Sea surface temperature estimation using the NOAA 6 satellite advanced very high resolution radiometer

A procedure for estimating sea surface temperature was developed by using the near and thermal infrared data available from full resolution (1.1 km field of view) daytime passes of the NOAA 6 satellite Advanced Very High Resolution Radiometer. It is demonstrated that spatially unresolved clouds and variable amounts of water vapor in the atmosphere are the major error sources. The procedure therefore incorporates a means of identifying radiometer fields of view which are virtually cloud-free, by comparing measured solar radiation at 1 μm, backscattered from the atmosphere, against that expected from a simple scattering model. A set of 82 cloud-free fields of view is then assembled, spatially and temporally nearly coincident with research quality (±0.2°C) in situ ship and buoy sea surface temperature reports collected during 1979 and 1980. The set is then used to develop and evaluate a simple model to reduce variable water vapor effects by relating in situ sea surface temperature to the infrared brightness temperatures measured by the radiometer at 3.7 and 11 μm. Residual disagreement between satellite estimates and in situ measurements of sea surface temperature is about 0.6°C for the data set which extends from the equator to 50°N in the northeast Pacific.

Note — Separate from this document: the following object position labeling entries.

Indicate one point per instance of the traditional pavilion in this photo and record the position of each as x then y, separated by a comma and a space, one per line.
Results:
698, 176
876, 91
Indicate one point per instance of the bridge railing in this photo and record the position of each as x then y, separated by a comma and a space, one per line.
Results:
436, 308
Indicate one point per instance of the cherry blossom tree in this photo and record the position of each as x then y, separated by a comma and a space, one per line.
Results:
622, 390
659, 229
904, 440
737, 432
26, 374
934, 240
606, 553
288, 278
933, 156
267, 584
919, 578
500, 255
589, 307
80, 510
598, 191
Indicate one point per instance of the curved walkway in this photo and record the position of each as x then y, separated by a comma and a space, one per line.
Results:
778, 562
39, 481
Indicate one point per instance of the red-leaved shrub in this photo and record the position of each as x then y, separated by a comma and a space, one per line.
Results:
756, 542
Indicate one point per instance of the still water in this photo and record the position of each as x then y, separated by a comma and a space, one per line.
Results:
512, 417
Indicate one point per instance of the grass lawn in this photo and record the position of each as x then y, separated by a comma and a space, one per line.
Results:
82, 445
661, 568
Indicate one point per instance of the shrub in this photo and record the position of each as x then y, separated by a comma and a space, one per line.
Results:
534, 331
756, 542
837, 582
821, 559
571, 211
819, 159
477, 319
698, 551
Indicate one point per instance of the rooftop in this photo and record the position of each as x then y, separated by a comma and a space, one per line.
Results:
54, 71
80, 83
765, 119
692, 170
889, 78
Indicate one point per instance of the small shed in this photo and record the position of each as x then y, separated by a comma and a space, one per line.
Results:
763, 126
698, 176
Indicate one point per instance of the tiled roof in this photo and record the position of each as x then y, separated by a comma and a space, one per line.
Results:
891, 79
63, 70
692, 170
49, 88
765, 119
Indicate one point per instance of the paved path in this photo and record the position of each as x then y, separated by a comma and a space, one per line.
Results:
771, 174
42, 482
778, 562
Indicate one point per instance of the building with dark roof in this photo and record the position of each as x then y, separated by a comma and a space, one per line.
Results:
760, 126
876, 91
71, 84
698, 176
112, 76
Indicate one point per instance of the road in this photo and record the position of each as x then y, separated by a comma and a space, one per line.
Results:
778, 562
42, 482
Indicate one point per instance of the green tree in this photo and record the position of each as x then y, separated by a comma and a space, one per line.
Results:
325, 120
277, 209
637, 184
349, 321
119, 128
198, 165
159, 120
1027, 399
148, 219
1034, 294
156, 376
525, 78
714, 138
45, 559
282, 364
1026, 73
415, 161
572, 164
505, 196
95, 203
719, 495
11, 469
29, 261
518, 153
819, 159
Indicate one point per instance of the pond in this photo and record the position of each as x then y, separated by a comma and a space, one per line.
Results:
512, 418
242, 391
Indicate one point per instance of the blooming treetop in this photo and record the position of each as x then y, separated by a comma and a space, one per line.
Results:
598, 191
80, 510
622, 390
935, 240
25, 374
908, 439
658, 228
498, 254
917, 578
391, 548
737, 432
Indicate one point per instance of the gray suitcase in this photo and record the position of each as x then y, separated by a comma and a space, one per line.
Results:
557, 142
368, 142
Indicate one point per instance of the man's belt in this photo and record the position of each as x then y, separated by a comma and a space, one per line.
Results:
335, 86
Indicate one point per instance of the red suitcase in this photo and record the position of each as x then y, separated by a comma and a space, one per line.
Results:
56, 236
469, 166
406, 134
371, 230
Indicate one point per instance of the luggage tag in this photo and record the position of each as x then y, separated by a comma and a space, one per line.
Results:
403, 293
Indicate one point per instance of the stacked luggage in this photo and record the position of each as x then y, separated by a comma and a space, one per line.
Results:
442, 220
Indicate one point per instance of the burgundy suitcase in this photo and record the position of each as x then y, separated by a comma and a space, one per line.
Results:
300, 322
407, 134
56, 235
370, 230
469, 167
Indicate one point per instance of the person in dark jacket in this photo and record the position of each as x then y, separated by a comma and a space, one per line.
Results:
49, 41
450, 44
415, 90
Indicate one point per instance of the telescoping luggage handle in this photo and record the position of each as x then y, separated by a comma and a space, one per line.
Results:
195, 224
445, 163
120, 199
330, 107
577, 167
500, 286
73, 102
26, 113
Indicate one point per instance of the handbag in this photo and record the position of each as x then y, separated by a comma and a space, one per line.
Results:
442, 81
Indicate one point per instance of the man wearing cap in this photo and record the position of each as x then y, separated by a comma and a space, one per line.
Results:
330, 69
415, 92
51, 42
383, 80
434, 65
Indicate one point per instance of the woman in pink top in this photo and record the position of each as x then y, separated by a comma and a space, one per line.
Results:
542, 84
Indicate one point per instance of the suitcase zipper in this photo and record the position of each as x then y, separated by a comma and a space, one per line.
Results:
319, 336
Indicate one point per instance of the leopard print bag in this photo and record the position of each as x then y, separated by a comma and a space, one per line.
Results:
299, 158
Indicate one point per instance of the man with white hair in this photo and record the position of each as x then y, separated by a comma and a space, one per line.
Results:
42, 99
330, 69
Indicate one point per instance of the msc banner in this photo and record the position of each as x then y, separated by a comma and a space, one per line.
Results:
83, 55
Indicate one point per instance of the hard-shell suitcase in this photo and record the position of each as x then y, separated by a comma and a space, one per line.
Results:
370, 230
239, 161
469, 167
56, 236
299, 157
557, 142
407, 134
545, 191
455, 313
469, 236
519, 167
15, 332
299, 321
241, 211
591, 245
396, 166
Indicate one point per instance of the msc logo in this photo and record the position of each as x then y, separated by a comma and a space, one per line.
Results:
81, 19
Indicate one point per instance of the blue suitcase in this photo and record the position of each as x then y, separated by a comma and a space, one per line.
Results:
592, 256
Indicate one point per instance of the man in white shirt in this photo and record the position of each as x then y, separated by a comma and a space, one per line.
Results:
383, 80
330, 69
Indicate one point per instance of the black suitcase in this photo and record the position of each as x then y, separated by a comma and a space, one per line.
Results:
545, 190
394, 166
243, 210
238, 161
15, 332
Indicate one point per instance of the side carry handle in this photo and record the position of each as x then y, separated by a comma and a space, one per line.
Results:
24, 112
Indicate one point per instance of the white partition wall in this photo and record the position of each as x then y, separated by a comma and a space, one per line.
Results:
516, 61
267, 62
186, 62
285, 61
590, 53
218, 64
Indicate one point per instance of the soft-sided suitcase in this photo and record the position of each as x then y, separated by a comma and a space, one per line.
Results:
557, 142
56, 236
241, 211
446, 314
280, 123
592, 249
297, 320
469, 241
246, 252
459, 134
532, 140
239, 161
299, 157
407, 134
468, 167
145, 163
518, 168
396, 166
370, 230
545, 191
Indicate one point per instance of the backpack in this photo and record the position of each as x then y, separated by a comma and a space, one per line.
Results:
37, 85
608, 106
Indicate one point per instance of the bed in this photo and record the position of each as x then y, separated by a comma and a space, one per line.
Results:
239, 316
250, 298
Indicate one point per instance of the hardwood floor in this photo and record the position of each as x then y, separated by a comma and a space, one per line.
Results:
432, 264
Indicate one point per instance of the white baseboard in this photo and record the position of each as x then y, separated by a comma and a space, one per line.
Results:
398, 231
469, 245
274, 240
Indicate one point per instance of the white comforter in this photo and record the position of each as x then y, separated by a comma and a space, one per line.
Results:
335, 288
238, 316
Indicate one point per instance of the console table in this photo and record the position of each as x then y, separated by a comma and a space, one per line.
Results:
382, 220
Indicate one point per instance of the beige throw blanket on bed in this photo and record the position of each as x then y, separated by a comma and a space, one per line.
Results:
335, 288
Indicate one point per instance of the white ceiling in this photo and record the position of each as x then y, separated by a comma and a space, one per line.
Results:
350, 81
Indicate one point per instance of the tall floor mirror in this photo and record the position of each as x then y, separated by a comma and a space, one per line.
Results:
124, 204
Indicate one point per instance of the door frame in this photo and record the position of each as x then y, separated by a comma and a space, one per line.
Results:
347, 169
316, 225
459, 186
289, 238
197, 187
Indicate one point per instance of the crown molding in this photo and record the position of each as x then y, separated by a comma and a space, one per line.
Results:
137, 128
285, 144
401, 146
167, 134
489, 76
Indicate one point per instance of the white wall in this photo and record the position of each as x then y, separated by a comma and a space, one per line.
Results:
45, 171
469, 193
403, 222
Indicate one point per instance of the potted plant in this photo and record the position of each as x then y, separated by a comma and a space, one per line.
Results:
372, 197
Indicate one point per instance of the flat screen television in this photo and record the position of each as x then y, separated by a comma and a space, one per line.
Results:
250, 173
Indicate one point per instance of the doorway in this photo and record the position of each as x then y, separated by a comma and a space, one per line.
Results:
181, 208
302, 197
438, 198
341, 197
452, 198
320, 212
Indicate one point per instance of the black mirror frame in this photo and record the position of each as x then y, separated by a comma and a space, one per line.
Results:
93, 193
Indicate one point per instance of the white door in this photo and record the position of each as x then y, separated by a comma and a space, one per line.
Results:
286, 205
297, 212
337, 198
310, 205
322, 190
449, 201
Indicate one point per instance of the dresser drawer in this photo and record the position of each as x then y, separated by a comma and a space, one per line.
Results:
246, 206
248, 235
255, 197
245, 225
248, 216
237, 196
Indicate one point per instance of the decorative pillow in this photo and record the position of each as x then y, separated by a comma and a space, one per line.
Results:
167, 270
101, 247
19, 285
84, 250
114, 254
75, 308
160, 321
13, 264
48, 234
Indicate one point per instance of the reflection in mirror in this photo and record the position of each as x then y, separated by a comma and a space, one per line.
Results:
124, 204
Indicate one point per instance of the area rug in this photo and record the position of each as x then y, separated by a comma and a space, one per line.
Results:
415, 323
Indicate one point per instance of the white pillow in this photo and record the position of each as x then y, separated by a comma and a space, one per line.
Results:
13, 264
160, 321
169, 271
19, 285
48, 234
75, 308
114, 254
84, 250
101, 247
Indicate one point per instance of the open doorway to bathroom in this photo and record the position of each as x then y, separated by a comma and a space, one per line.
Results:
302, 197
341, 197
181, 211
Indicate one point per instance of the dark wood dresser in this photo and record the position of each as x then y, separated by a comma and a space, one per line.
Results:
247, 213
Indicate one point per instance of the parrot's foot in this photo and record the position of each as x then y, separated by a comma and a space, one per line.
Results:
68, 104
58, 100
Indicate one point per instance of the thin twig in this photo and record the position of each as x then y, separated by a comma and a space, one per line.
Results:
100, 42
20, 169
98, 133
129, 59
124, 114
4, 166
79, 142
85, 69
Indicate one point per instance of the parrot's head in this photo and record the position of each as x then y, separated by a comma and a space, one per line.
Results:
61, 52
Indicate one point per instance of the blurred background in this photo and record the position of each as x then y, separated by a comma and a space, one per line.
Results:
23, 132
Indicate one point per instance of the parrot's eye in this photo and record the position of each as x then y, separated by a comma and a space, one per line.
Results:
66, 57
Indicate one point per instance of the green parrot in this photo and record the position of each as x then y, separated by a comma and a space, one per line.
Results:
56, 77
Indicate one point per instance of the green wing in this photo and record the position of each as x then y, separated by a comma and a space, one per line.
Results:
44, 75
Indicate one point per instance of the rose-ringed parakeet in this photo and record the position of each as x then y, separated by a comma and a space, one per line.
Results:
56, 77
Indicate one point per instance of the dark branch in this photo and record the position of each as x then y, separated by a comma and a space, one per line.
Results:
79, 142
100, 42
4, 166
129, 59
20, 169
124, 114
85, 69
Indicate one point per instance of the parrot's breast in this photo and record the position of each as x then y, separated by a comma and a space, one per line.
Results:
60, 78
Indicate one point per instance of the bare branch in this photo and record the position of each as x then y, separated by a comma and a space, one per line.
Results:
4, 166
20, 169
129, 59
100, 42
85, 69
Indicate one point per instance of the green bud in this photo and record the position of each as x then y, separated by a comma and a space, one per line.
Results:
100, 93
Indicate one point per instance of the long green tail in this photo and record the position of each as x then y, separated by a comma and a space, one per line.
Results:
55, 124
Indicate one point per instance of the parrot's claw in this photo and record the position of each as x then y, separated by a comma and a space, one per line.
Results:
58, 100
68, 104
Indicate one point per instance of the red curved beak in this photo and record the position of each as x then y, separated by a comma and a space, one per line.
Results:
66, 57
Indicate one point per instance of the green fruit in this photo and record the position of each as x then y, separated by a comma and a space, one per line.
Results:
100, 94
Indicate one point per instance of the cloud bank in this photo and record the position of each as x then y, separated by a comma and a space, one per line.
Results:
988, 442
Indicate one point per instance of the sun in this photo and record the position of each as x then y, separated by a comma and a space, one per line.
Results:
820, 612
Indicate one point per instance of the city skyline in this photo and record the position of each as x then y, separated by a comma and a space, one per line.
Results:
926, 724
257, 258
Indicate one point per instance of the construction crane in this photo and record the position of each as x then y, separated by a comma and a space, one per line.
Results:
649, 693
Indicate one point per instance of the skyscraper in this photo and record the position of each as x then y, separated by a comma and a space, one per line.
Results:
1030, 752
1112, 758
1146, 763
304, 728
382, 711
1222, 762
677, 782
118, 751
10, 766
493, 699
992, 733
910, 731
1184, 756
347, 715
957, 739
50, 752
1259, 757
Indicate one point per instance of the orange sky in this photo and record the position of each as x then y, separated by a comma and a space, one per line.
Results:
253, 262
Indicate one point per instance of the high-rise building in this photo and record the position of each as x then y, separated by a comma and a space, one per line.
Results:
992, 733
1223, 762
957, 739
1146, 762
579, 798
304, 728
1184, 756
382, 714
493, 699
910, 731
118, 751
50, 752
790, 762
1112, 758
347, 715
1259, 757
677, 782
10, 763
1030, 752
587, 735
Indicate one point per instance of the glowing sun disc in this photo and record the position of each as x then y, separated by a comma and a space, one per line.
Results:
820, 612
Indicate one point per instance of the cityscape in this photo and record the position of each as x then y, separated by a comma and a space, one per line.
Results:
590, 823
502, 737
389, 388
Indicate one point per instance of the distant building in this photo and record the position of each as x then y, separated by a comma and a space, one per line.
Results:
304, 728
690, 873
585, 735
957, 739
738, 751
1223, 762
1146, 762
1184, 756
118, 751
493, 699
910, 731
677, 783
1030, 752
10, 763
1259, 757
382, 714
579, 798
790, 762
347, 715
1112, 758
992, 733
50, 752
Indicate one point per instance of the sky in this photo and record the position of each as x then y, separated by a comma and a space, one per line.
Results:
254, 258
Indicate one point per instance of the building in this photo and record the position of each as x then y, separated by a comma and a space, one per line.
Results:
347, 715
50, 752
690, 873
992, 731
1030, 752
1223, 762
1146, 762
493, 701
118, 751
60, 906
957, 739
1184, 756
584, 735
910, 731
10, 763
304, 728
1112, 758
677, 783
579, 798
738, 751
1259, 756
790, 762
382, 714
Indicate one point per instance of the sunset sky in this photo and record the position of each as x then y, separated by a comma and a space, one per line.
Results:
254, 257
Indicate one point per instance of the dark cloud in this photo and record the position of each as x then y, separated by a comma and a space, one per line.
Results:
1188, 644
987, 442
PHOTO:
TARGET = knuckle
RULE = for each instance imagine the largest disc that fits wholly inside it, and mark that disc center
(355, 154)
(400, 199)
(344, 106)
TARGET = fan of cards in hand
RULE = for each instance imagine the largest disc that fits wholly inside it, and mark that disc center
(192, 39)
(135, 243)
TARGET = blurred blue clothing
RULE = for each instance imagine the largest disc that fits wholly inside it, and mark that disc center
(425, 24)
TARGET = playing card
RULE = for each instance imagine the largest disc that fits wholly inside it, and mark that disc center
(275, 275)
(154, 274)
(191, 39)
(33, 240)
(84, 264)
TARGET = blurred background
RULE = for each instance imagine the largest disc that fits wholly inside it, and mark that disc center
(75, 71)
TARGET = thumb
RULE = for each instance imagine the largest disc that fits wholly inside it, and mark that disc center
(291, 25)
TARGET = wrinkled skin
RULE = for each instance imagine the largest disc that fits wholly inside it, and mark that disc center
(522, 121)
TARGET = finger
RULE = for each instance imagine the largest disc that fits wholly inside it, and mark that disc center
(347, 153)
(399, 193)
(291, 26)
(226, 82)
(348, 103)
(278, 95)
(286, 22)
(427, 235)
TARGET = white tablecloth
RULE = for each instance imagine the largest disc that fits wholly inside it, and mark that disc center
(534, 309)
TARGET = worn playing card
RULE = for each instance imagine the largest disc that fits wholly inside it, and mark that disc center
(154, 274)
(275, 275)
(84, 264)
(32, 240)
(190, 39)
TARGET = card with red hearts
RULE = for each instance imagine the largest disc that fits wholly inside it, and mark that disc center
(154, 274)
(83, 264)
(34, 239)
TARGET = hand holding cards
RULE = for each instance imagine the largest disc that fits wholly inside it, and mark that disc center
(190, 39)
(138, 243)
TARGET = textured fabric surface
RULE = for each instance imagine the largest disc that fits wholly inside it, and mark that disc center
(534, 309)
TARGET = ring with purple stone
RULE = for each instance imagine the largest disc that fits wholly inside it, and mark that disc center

The procedure is then applied to 10 satellite passes in the northeast Pacific during April 1981 to obtain monthly mean sea surface temperature and temperature anomaly (departure from climatological norm) maps. These maps are compared against similar ones produced from routine ship reports, mostly consisting of engine injection temperature data, typically good to no better than 1°C. The maps agree to ±0.8°C (1 sigma), with the level of agreement clearly limited by the poor accuracy of the ship reports. It now appears that the radiometer data, when properly handled, can be used as a more accurate substitute for routine ship reports of sea surface temperature in applications such as climate variability studies requiring 0.5–1.0°C accuracy.